Transcriptome analysis of Aurantiochytrium limacinum under low salt conditions.

Aurantiochytrium limacinum can accumulate high amounts of omega-3 polyunsaturated fatty acids, especially docosahexaenoic acid (DHA). Although salinity affects the DHA content, its impact on the metabolic pathway responsible for DHA production in A. limacinum is not completely understood. To address this issue, we investigated the transcriptional profile of A. limacinum under hypoosmotic stress. We first cultured A. limacinum under typical and low salinity for RNA sequencing, respectively. Transcriptome analyses revealed that 933 genes exhibited significant changes in expression under hypoosmotic conditions, of which 81.4% were downregulated. Strikingly, A. limacinum downregulated genes related to polyketide synthesis and fatty acid synthase pathways, while upregulating ß-oxidation-related genes. In accordance with this, DHA production significantly decreased under hypoosmotic conditions, while antioxidant-related genes were significantly upregulated. Considering that ß-oxidation of fatty acids generates energy and reactive oxygen species (ROS), our results suggest that A. limacinum utilizes fatty acids for energy to survive under hypoosmotic conditions and detoxifies ROS using antioxidant systems.

Improvement of Astaxanthin Production in Aurantiochytrium limacinum by Overexpression of the Beta-Carotene Hydroxylase Gene.

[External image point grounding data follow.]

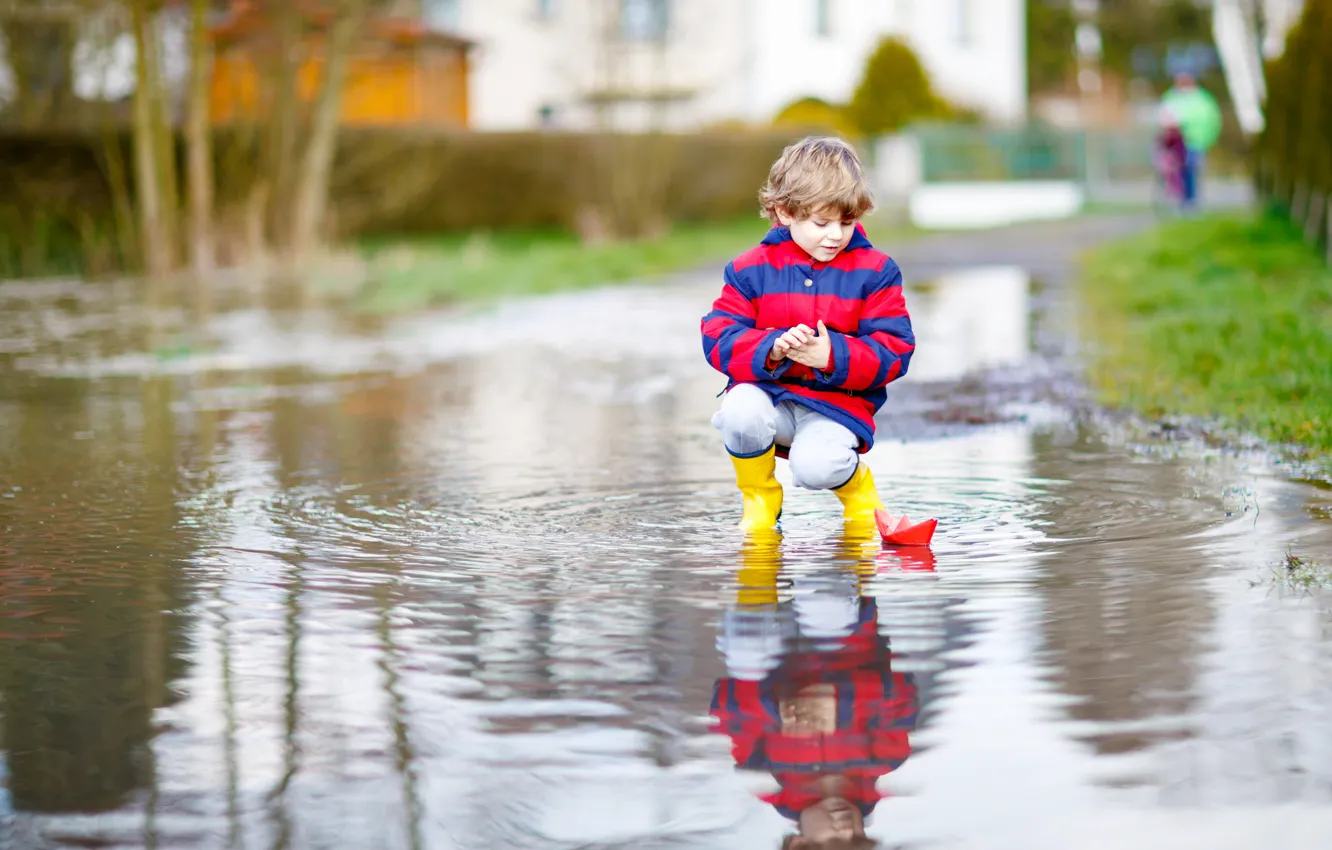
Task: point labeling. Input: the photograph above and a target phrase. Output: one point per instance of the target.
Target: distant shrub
(815, 113)
(1294, 155)
(57, 209)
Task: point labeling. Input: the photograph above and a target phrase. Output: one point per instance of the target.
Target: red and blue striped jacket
(774, 287)
(877, 709)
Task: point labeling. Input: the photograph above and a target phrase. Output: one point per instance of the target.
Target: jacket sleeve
(731, 341)
(879, 351)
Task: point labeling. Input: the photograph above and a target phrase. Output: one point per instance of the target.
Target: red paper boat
(902, 532)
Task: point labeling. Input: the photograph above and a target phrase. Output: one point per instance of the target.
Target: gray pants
(822, 452)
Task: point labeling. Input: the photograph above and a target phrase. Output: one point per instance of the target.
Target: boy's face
(823, 235)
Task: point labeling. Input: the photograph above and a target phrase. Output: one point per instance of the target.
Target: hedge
(57, 211)
(1295, 155)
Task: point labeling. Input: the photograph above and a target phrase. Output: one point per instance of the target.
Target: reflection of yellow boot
(859, 497)
(762, 493)
(761, 561)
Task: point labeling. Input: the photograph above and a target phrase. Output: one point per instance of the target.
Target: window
(644, 20)
(441, 13)
(822, 17)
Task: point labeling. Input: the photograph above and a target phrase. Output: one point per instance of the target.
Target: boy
(810, 328)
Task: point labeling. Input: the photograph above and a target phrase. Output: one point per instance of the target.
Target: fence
(958, 153)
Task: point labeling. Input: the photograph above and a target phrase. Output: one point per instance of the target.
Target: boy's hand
(791, 341)
(811, 351)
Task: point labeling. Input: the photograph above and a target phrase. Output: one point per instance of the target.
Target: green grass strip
(1218, 316)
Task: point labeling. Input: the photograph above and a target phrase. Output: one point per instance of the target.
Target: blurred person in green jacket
(1200, 123)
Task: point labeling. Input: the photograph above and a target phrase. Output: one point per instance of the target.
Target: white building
(691, 63)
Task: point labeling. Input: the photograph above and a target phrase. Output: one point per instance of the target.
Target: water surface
(280, 576)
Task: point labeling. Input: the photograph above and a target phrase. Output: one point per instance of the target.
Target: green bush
(1295, 157)
(894, 91)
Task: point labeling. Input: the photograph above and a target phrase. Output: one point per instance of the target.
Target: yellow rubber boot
(859, 497)
(762, 493)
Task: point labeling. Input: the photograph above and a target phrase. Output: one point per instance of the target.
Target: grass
(1220, 316)
(416, 273)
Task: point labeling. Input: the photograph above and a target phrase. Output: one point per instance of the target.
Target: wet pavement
(280, 576)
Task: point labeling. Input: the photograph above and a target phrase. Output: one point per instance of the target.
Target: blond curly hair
(815, 175)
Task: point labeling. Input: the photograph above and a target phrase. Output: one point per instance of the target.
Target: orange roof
(245, 20)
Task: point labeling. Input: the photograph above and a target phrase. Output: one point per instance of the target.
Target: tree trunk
(200, 143)
(312, 185)
(283, 113)
(155, 241)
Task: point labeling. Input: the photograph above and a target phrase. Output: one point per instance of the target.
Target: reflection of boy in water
(811, 698)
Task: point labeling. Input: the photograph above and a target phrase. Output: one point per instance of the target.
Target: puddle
(280, 577)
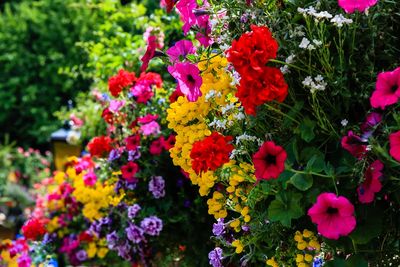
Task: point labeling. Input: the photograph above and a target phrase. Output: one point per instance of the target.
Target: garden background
(197, 133)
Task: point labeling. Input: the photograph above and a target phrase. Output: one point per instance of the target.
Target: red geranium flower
(253, 50)
(129, 171)
(394, 142)
(269, 161)
(118, 82)
(257, 89)
(99, 146)
(354, 144)
(211, 152)
(132, 142)
(33, 229)
(372, 184)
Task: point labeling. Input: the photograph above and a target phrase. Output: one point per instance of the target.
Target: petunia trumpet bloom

Aurantiochytrium limacinum is a heterotrophic eukaryotic microorganism that can accumulate high levels of commercial products such as astaxanthin and docosahexaenoic acid. Due to its rapid growth and relatively simple extraction method, A. limacinum is considered a promising astaxanthin resource to replace the conventional microalgal production. However, the astaxanthin biosynthetic process in A. limacinum remains incompletely understood, especially in those catalysed by ß-carotene hydroxylase (CrtZ) and ketolase. In this study, we overexpressed a crtZ candidate gene to increase astaxanthin production and expand our understanding of the conversion from beta-carotene to astaxanthin. The resultant transformant AlcrtZ#10 cultivated for 5 days showed a significant increase in astaxanthin production per culture (2.8-fold) and per cell (4.5-fold) compared with that of the wild-type strain. Strikingly, longer light exposure increased astaxanthin production and decreased the beta-carotene content in the wild-type strain, suggesting that light exposure duration is important for astaxanthin production in A. limacinum. Among several predicted intermediates, furthermore, the cantaxanthin produced from ß-carotene by ketolase activity were enhanced in the transformant AlcrtZ#10. Although the further investigation is needed, this result suggested that the main route of astaxanthin was via cantaxanthin. Thus, our findings will be valuable not only for its application, but also for understanding the astaxanthin biosynthetic process in A. limacinum.

Transcriptional responses of Aurantiochytrium limacinum under light conditions.

AIMS: Astaxanthin-producing protist Aurantiochytrium limacinum can accumulate higher amounts of astaxanthin under light conditions; however, little is known about the impact of light exposure on its metabolism. Here, we investigated the transcriptional profile of A. limacinum under light conditions. METHODS AND RESULTS: Transcriptomic analyses revealed that 962 genes of A. limacinum showed a significant change in expression under light conditions, most of which (94.5%) were downregulated. Furthermore, gene ontology enrichment analysis indicated that A. limacinum mainly downregulated genes associated with cell motility, proliferation and gene expression processes, whose activities depend on ATP as an energy source. Additionally, the quantification of carotenoid and its transcripts suggested that ß-carotene and astaxanthin biosynthesis pathways were rate-limiting and tightly regulated steps, respectively. In comparison, these processes were enhanced under light conditions. CONCLUSIONS: Considering that astaxanthin accumulation was highly correlated with reactive oxygen species (ROS) levels in microalgae, our results suggest that A. limacinum reduces ATP consumption to decrease the occurrence of ROS in mitochondria while accumulating astaxanthin to prevent ROS damage. SIGNIFICANCE AND IMPACT OF STUDY: This study provides novel insights into the impact of light exposure on A. limacinum metabolism, thereby facilitating a complete understanding of this protist for efficient astaxanthin production.